The specs list has four dictionaries, so each call to drawFractal() that draws a square will, in turn, recursively call drawFractal() four more times to draw four more squares.

To determine the size of the next square to be drawn, the value for the sizeChange key is multiplied by the current size parameter. The first dictionary in the specs list has a sizeChange value of 0.5, which makes the next recursive call have a size argument of 350 * 0.5, or 175 units. This makes the next square half the size of the previous square. A sizeChange value of 2.0 would, for example, double the size of the next square. If the dictionary has no sizeChange key, the value defaults to 1.0 for no change to the size.

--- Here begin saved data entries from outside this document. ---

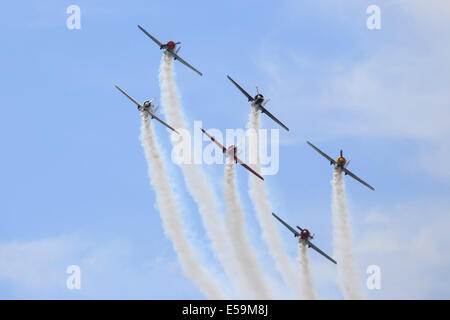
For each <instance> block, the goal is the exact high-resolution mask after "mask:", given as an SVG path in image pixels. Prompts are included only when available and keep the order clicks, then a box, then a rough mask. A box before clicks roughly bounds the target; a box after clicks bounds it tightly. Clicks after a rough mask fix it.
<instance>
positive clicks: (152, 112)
mask: <svg viewBox="0 0 450 320" xmlns="http://www.w3.org/2000/svg"><path fill="white" fill-rule="evenodd" d="M115 87H116V88H117V90H119V91H120V92H122V93H123V94H124V95H125V96H126V97H127V98H128V99H130V100H131V101H133V102H134V103H135V104H136V105H137V106H138V110H139V111H141V112H142V115H143V116H144V117H148V116H150V117H151V119H156V120H158V121H159V122H161V123H162V124H163V125H165V126H166V127H167V128H169V129H170V130H172V131H174V132H176V133H177V134H180V133H179V132H178V131H177V130H175V129H174V128H172V127H171V126H169V125H168V124H167V123H165V122H164V121H162V120H161V119H160V118H159V117H158V116H156V114H155V113H156V111H158V108H159V107H156V108H155V106H154V104H153V100H154V98H153V99H151V100H147V101H145V102H144V103H143V104H140V103H139V102H137V101H136V100H134V99H133V98H132V97H131V96H130V95H129V94H128V93H126V92H125V91H124V90H122V89H121V88H119V86H117V85H116V86H115Z"/></svg>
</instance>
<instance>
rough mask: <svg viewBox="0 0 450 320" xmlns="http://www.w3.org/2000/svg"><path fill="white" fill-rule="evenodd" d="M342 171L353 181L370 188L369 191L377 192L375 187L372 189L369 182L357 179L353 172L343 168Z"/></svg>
mask: <svg viewBox="0 0 450 320" xmlns="http://www.w3.org/2000/svg"><path fill="white" fill-rule="evenodd" d="M342 171H344V172H345V173H346V174H348V175H349V176H350V177H352V178H353V179H355V180H357V181H359V182H361V183H362V184H363V185H365V186H366V187H368V188H369V189H372V190H375V188H374V187H372V186H371V185H370V184H368V183H367V182H365V181H364V180H362V179H361V178H359V177H357V176H356V175H355V174H354V173H353V172H351V171H350V170H348V169H346V168H342Z"/></svg>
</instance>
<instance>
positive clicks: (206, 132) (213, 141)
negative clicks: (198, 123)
mask: <svg viewBox="0 0 450 320" xmlns="http://www.w3.org/2000/svg"><path fill="white" fill-rule="evenodd" d="M200 129H202V132H203V133H204V134H206V135H207V136H208V137H209V138H210V139H211V140H212V141H213V142H214V143H215V144H217V145H218V146H219V148H221V149H222V151H223V152H224V153H225V152H227V148H225V147H224V146H223V145H222V144H220V142H217V140H216V139H215V138H214V137H213V136H211V135H210V134H209V133H208V132H206V131H205V130H204V129H203V128H200Z"/></svg>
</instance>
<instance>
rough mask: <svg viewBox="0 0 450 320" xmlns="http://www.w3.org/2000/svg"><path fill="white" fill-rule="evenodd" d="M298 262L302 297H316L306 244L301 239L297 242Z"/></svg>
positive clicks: (306, 246) (314, 287)
mask: <svg viewBox="0 0 450 320" xmlns="http://www.w3.org/2000/svg"><path fill="white" fill-rule="evenodd" d="M298 262H299V263H300V268H301V272H302V282H301V288H302V293H303V297H304V298H305V299H307V300H316V299H318V296H317V293H316V289H315V287H314V284H313V278H312V274H311V268H310V264H309V258H308V249H307V245H306V244H305V243H303V242H301V241H300V242H299V243H298Z"/></svg>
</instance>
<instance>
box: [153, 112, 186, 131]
mask: <svg viewBox="0 0 450 320" xmlns="http://www.w3.org/2000/svg"><path fill="white" fill-rule="evenodd" d="M148 114H149V115H150V116H151V117H152V118H154V119H156V120H158V121H159V122H161V123H162V124H163V125H165V126H166V127H167V128H169V129H170V130H172V131H173V132H175V133H177V134H180V133H179V132H178V131H177V130H175V129H174V128H172V127H171V126H169V125H168V124H167V123H165V122H164V121H163V120H161V119H160V118H159V117H158V116H157V115H156V114H154V113H151V112H150V111H148Z"/></svg>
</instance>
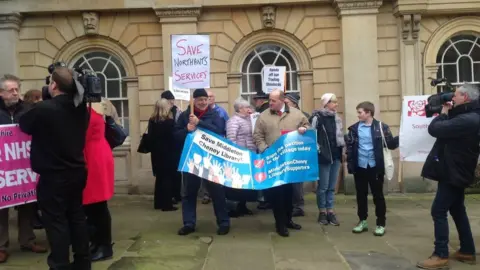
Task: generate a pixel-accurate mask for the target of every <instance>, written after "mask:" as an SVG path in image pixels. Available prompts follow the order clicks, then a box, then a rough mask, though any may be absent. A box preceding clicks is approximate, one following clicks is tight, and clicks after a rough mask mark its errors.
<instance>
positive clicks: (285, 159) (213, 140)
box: [178, 129, 318, 190]
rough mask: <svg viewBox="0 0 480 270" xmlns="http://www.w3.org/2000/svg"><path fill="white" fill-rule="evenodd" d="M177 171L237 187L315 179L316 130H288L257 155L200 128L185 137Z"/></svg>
mask: <svg viewBox="0 0 480 270" xmlns="http://www.w3.org/2000/svg"><path fill="white" fill-rule="evenodd" d="M178 170H179V171H182V172H186V173H191V174H194V175H197V176H199V177H201V178H203V179H207V180H208V181H212V182H215V183H218V184H221V185H224V186H227V187H231V188H237V189H255V190H261V189H267V188H271V187H275V186H280V185H284V184H288V183H301V182H311V181H316V180H318V156H317V138H316V132H315V131H314V130H307V132H306V133H305V134H304V135H300V134H299V133H298V132H297V131H293V132H290V133H287V134H285V135H283V136H282V137H280V138H279V139H278V140H277V141H276V142H275V143H274V144H273V145H271V146H270V147H269V148H267V149H266V150H265V151H264V152H263V153H261V154H257V153H254V152H252V151H250V150H248V149H246V148H243V147H240V146H237V145H235V144H234V143H232V142H231V141H229V140H227V139H225V138H222V137H220V136H218V135H217V134H214V133H212V132H210V131H207V130H203V129H197V130H196V131H195V132H193V133H189V134H188V135H187V138H186V139H185V145H184V147H183V152H182V157H181V159H180V163H179V166H178Z"/></svg>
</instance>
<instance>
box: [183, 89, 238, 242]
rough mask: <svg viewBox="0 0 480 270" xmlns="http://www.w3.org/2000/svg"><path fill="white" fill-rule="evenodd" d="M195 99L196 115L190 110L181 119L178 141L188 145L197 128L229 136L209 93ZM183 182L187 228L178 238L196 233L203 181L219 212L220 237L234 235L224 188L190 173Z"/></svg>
mask: <svg viewBox="0 0 480 270" xmlns="http://www.w3.org/2000/svg"><path fill="white" fill-rule="evenodd" d="M193 98H194V102H193V105H194V111H193V112H191V111H190V107H189V108H188V109H187V110H186V111H184V112H183V113H182V114H181V115H180V117H179V119H178V122H177V124H176V127H175V129H176V132H175V133H176V134H175V137H176V138H179V139H180V140H181V141H182V142H183V143H184V142H185V138H186V136H187V134H188V132H194V131H195V130H196V129H197V127H200V128H202V129H206V130H209V131H211V132H214V133H216V134H218V135H220V136H223V134H224V132H225V124H224V121H223V120H222V119H221V118H220V116H218V114H217V113H216V112H215V111H214V110H212V108H211V107H210V106H209V104H208V93H207V91H205V89H196V90H195V91H194V92H193ZM183 143H182V144H183ZM182 148H183V145H182ZM183 180H184V181H183V188H184V192H183V198H182V215H183V227H182V228H181V229H180V230H179V231H178V234H179V235H188V234H191V233H193V232H195V230H196V228H195V226H196V217H197V215H196V212H197V194H198V189H199V188H200V184H201V183H202V181H203V182H204V185H205V187H206V188H207V190H208V193H209V194H210V196H211V198H212V201H213V208H214V210H215V215H216V217H217V225H218V230H217V234H218V235H225V234H228V232H229V231H230V217H229V216H228V211H227V202H226V199H225V192H224V188H223V186H221V185H219V184H216V183H214V182H210V181H208V180H204V179H202V178H200V177H198V176H196V175H193V174H190V173H184V175H183Z"/></svg>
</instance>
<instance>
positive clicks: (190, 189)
mask: <svg viewBox="0 0 480 270" xmlns="http://www.w3.org/2000/svg"><path fill="white" fill-rule="evenodd" d="M202 181H203V184H204V185H205V188H206V189H207V191H208V193H209V194H210V198H211V199H212V202H213V210H214V212H215V216H216V217H217V225H218V226H230V217H229V216H228V212H227V201H226V199H225V191H224V190H223V186H222V185H219V184H215V183H213V182H210V181H207V180H203V179H202V178H200V177H198V176H195V175H193V174H189V173H184V175H183V188H184V192H183V193H184V194H183V198H182V216H183V226H187V227H192V228H195V225H196V223H197V194H198V189H199V188H200V184H201V183H202Z"/></svg>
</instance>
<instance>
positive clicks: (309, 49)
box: [198, 5, 343, 110]
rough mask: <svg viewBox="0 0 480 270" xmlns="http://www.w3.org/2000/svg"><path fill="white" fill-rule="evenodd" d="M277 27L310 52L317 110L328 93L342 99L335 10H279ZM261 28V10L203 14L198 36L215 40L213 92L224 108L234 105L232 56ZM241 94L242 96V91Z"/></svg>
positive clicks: (222, 12)
mask: <svg viewBox="0 0 480 270" xmlns="http://www.w3.org/2000/svg"><path fill="white" fill-rule="evenodd" d="M275 28H276V29H277V30H283V31H285V33H286V34H291V35H294V36H295V38H296V39H298V40H299V41H300V42H301V43H302V44H303V45H304V46H305V47H306V49H307V50H308V53H309V55H308V57H309V58H311V59H312V63H313V69H314V71H313V72H314V73H313V80H314V81H313V82H314V97H313V98H314V99H315V107H316V108H318V107H319V99H320V97H321V96H322V95H323V94H324V93H326V92H332V93H335V94H337V96H338V97H339V98H340V99H341V98H342V97H343V86H342V70H341V56H340V48H341V46H340V21H339V20H338V18H337V14H336V13H335V11H334V10H333V8H332V7H331V6H327V5H325V6H321V5H316V6H280V7H277V13H276V23H275ZM261 29H262V21H261V13H260V10H259V8H258V7H255V8H245V9H205V10H203V11H202V15H201V17H200V18H199V22H198V33H199V34H209V35H210V37H211V39H210V41H211V44H212V48H211V55H212V59H211V63H212V68H211V70H212V75H211V76H212V77H211V81H212V90H213V91H214V92H215V93H216V95H217V101H218V102H219V103H220V105H222V106H225V107H226V106H232V105H233V104H229V105H228V100H229V98H228V91H227V72H228V69H229V66H228V65H229V59H230V58H231V55H232V53H236V52H235V48H236V45H237V44H238V43H239V42H241V41H243V40H244V39H246V38H249V37H250V36H251V35H255V32H256V31H259V30H261ZM246 53H248V52H246ZM245 56H246V54H245ZM297 57H298V56H297ZM237 95H240V89H238V93H237ZM304 98H312V97H309V96H305V97H304ZM340 103H341V104H342V102H340ZM341 110H343V104H342V106H341Z"/></svg>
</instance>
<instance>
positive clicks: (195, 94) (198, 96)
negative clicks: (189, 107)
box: [193, 88, 208, 98]
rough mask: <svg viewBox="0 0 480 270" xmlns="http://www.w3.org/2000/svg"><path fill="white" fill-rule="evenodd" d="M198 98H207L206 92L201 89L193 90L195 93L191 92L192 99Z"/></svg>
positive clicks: (202, 89) (205, 91)
mask: <svg viewBox="0 0 480 270" xmlns="http://www.w3.org/2000/svg"><path fill="white" fill-rule="evenodd" d="M199 97H206V98H208V93H207V91H205V89H203V88H200V89H195V91H194V92H193V98H199Z"/></svg>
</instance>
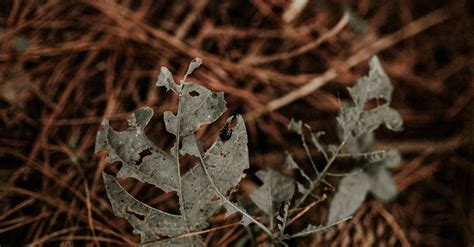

If you look at the three other dictionaries in the specs list, you’ll notice they all have a sizeChange value of 0.5. The difference between them is that their xChange and yChange values place them in the other three corners of the current square. As a result, the next four squares are drawn centered on the four corners of the current square.

The dictionaries in the specs list for this example don’t have an angleChange value, so this value defaults to 0.0 degrees. A positive angleChange value indicates a counterclockwise rotation, while a negative value indicates a clockwise rotation.

Take a look at the code in the module's example() function for more examples.

The fractalartmaker module also has a fractalartmaker.fast() function you can call to make the fractals draw quickly, and a fractalartmaker.clear() to clear the turtle drawing window.